La grue a été vendue, par SETN, aux conditions aux conditions FAS (franco le long du navire), l’acquéreur la société Y devant prendre en charge l’organisation du transport à partir du positionnement à quai.
UHL, transporteur maritime désigné par Y, ayant mandaté Z en qualité de consignataire, alors que la grue se trouvait dores et déjà positionnée sur le quai de Bougainville, ne peut lui faire grief de s’être adressée à Terminaux de Normandie, pour les opérations de manutention et chargement, alors que cette dernière est seule titulaire de la concession de service public sur le quai de Bougainville.
Elle ne peut imputer à faute de Z l’obligation de laisser procéder au chargement de la grue par les dockers du Havre avec les apparaux du bord, alors qu’il s’agit d’exigences locales dont Z n’ a aucunement la maîtrise, que Z a prévenu UHL dès son premier message des conditions de manutention applicables, et a accompli toutes les diligences pour parvenir, avec l’accord final de UHL, à la mise en place des modalités de manutention après formation des dockers au apparaux du bord, dans l’intérêt d’UHL pour lui permettre d’y faire face.
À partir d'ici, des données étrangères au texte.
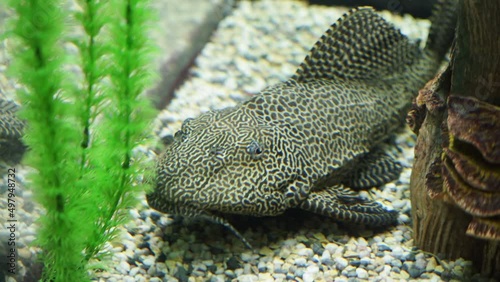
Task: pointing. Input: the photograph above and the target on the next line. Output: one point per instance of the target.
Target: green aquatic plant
(82, 126)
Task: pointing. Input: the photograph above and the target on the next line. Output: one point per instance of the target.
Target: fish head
(220, 162)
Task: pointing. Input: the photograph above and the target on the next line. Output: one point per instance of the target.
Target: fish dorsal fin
(360, 45)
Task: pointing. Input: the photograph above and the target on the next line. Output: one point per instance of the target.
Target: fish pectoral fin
(360, 45)
(373, 170)
(345, 205)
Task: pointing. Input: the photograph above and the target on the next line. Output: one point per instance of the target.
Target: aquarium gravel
(259, 44)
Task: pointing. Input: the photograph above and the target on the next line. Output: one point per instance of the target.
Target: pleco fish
(312, 141)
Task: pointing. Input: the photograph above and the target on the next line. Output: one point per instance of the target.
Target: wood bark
(440, 226)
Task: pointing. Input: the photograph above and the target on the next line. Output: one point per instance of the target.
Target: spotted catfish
(310, 142)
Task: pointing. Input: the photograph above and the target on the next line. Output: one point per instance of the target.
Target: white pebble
(148, 261)
(306, 252)
(308, 277)
(361, 273)
(341, 263)
(301, 262)
(397, 252)
(123, 267)
(331, 247)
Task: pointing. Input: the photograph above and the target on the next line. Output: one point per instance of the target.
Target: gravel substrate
(260, 44)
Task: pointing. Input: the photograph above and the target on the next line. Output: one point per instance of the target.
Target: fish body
(310, 142)
(11, 131)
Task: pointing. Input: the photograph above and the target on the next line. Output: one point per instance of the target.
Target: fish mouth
(218, 218)
(193, 212)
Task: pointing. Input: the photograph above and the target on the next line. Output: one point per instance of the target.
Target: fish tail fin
(442, 31)
(359, 46)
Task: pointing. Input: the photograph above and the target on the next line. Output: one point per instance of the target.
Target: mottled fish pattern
(310, 142)
(11, 132)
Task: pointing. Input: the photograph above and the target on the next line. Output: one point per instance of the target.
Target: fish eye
(255, 149)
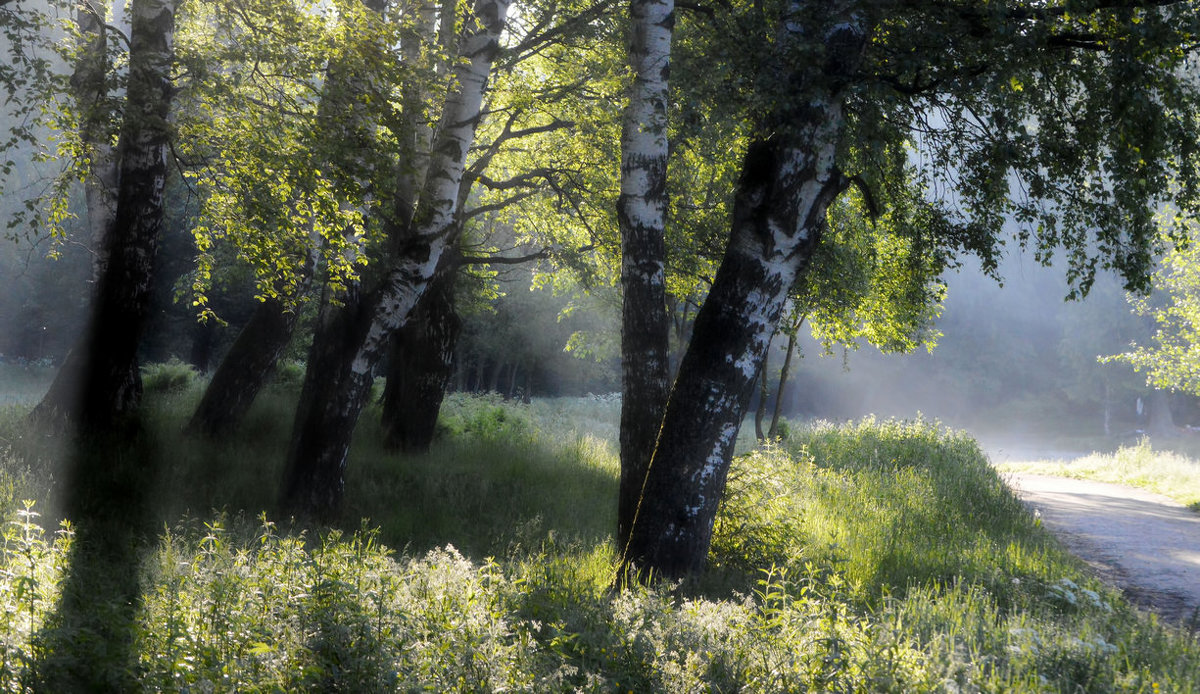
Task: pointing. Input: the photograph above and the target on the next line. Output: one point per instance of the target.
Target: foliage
(1170, 358)
(173, 376)
(1175, 474)
(941, 582)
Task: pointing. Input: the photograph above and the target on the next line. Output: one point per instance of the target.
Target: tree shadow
(88, 642)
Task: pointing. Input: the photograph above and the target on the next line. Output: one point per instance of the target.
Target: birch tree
(641, 214)
(1071, 120)
(352, 336)
(109, 387)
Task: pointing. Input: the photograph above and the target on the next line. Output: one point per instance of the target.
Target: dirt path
(1146, 544)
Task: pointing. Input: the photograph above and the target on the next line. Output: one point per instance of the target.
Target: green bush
(863, 557)
(172, 376)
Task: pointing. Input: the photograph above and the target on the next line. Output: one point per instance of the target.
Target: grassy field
(1168, 472)
(876, 556)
Elle ne peut imputer à faute de Z l’incident survenu sur la grue lors de son chargement avec ses conséquences sur la continuité des opérations en considération notamment du temps de réparation et des disponibilités décalées des équipes.
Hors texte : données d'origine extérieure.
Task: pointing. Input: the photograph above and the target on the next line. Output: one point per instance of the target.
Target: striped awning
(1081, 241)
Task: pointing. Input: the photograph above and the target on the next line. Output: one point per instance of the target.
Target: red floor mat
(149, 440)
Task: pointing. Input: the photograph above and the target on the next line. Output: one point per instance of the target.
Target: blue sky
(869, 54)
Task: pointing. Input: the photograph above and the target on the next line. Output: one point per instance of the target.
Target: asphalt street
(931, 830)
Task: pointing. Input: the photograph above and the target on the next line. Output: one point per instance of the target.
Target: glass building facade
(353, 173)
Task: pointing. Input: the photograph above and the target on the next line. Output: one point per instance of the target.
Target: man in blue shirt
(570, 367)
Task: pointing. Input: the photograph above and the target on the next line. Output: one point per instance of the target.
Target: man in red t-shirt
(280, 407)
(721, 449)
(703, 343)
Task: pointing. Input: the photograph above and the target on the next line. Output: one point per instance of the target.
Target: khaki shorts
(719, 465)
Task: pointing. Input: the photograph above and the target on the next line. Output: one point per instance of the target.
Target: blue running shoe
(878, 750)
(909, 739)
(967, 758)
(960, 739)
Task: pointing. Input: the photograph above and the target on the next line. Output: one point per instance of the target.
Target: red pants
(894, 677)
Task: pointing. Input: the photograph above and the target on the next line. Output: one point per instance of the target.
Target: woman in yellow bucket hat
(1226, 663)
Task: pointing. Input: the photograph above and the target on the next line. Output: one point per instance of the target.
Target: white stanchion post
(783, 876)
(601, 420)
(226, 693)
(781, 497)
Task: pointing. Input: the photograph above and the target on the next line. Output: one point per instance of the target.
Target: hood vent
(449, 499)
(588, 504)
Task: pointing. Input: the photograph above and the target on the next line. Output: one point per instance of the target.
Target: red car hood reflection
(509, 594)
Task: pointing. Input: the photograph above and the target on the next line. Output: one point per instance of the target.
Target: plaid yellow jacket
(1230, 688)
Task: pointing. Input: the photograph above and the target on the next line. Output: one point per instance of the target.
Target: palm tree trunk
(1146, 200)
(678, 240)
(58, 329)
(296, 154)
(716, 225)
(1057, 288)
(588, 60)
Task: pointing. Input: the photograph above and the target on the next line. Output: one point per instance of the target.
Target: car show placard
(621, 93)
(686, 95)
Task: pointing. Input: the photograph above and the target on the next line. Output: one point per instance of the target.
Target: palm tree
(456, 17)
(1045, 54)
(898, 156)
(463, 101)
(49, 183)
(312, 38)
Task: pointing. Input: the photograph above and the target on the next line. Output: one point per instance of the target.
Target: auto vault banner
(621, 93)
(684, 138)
Elle ne peut imputer à Z un défaut de préparation de la grue ayant nécessité l’interruption de son déchargement à son arrivée au port de Mogadiscio, ce défaut de préparation étant imputable au chargeur, à savoir Y.
Elle ne peut imputer à Z le retard apporté dans la rédaction du connaissement, lié à l’exigence légitime de SETN de ne pas y figurer en qualité de chargeur.
Elle ne peut reprocher à Z de ne pas avoir préservé son recours en s’abstenant de contester le compte de TN, alors qu’elle se prévaut
de pertes liées aux 'fautes de TN en qualité de vendeur’ en opérant un amalgame entre SETN (vendeur aux conditions FAS, et non chargeur) et TN manutentionnaire, pour se prévaloir de préjudices liés au défaut de préparation de la grue, d’un abus de monopole qu’elle reproche à TN dont Z n’était pas en mesure de contester ni contourner les exigences ou d’éviter les contraintes en résultant ;
et qu’elle n’avait pas manifesté de réclamation à l’encontre de TN avant la date d’exigibilité de sa facture.
Au vu de l’ensemble de ces éléments les appelantes doivent être déboutées de l’ensemble de leurs prétentions à l’encontre de Z, le jugement étant confirmé de ce chef.
Le jugement a justement fixé la somme restant due à Z à partir de la somme de 130 793,59 €, la facturation ne se limitant pas à la seule somme de 119 614,61 € au titre des frais de manutention et chargement, mais devant également inclure celle de 11 179,08€ correspondant aux frais d’escale dont il est justifié (pilotage, remorquage, lamanage, droits de port etc..).
Déduction faite de la somme de 13 000 € au titre de la rectification de l’erreur sur le coût des heures supplémentaires, et des réglements effectués avant jugement, de
53 979,20 € et 31 817,48 €, le solde restant du s’établit bien à la somme de 31 996,91 € au 19 mai
2016.
Le jugement sera en conséquence confirmé en ce qui concerna la condamnation qu’il prononce en principal et intérêts.
Le jugement sera confirmé en ses dispositions relatives aux frais et dépens de première instance.
En cause d’appel les appelantes supporteront les entiers dépens, et devront verser à Z une indemnité de procédure qu’il convient de fixer à la somme de 7 000 €.
PAR CES MOTIFS
La cour, statuant par arrêt contradictoire,
Confirme le jugement entrepris en toutes ses dispositions ;
Y ajoutant,
Condamne la société D E F et la société KG Schifffahrtsgesellschaft MS 'Baltic Winter’ mbH & Co in solidum à payer à la société A B C la somme de 7 000 € sur le fondement de l’article 700 du code de procédure civile en cause d’appel ;
Condamne la société D E F et la société KG Schifffahrtsgesellschaft MS 'Baltic Winter’ mbH & Co in solidum aux dépens d’appel.